No doubt about that since Yasmine had insisted there would be no slinking off to hide their nuptials because of age-difference whispers. The Colonel had slipped a solitaire fit for a princess on her finger in record time, but then insisted on a long engagement to give her a chance to adjust to her new life. Ever fair, the Colonel wanted her to be sure.


And Yasmine Halibiz soon-to-be Cullen was damned certain.


Her job as an emergency room trauma nurse kept her busy while her fiance was out in the field. That, and shopping jags for more gifts to spoil Drew's granddaughter rotten.


Monica snuggled closer. "And, oh, my God, you should see the veil she picked to go with her gown." She flopped onto her back. "It's a wonderful mix of her old country and new.
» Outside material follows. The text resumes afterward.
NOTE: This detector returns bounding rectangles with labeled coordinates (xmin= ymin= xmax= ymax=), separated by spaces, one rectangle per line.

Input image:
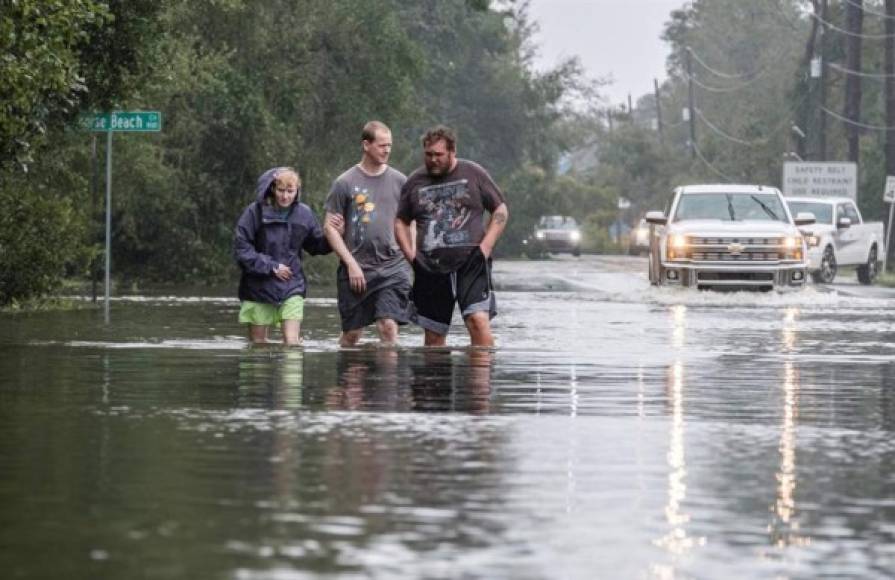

Although the Colonel's going to have to fight his way through a lot of lace to get to her for the big kiss."


A question niggled at him. "Do you ever regret that we didn't have a big wedding?"


"Not a chance." She turned on the pillow to look at him. Her husky drawl rang with resolution. "We got the best of everything. A small family service when your brother blessed our vows. A big bash with our friends later. All that and an Elvis impersonator. What more could a girl want?"


He could think of a million things he wanted to do for this woman, out of bed as well as in. Luckily, somehow he'd convinced her to spend the rest of their lives together so he could work his way down that list. "What more could you want? I'm hoping you want me. Now."


"That's a sure bet." Her leg hooked over his hip.